Fine-Tuning
Paper: Finetuned Language Models Are Zero-Shot LearnersRepo: FLAN Instruction Fine-tuning Repo
LLMs are good at few-shot learning, but poor at zero-shot learning. The authors take a 137B pre-trained language model and perform instruction fine-tuning obtaining FLAN (Fine-tuned LAnguage Net).
Instruction-FT vs Pretrain-FT vs Prompting
Given a pre-trained LLM the authors distinguish between:
- Pretrain Fine-Tuning (e.g. BERT, T5): Fine-tune pre-trained LLM on a specific task A, and then test it by performing inference on that task. This model is specialized to task A and requires lots of task-specific examples.
- Prompting (e.g. GPT-3): Use few-shot prompting or prompt engineering to improve model performance on task A.

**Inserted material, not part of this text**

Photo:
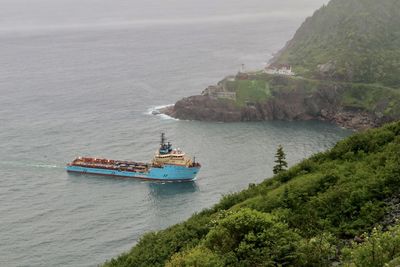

- Instruction Fine-Tuning: Instruction fine-tune on many tasks via natural language instructions, then perform inference on unseen task.
Data preparation
Rather than creating datasets from scratch, they take publicly available datasets in TensorFlow Datasets
and for each task type, they manually write $10$ unique instructions for that task. For diversity, for each task they include up to three instructions that are the “opposite” task. E.g. for Question-Answering, they could include one instruction that asks to generate a question from an answer.
Evaluation
Datasets are clustered by task type and to evaluate the model on task A, say, the pre-trained LLM is instruction fine-tuned on all other clusters, and then tested on datasets in task A.
Classification tasks
Most tasks requires to generate text, which is perfect because that is what the pre-trainde LM can do well. Some tasks require a “classification” output. In this case, they append a new token called OPTIONS
at the end of the classification task, followed by a list of available options (e.g. “yes” and “no”).
Architecture
LaMDA-PT 137B with 2.49T BPE tokens, 32k vocabulary using SentencePiece
library. Model pre-trained on web documents, dialog and Wikipedia, with 10% non-English. FLAN is the instruction fine-tuned version of this model.
Training
All datasets except those in the held-out cluster are mixed together and they randomly sample a batch from this mixed dataset during training. To balance the examples, they put a limit of $30k$ examples per dataset.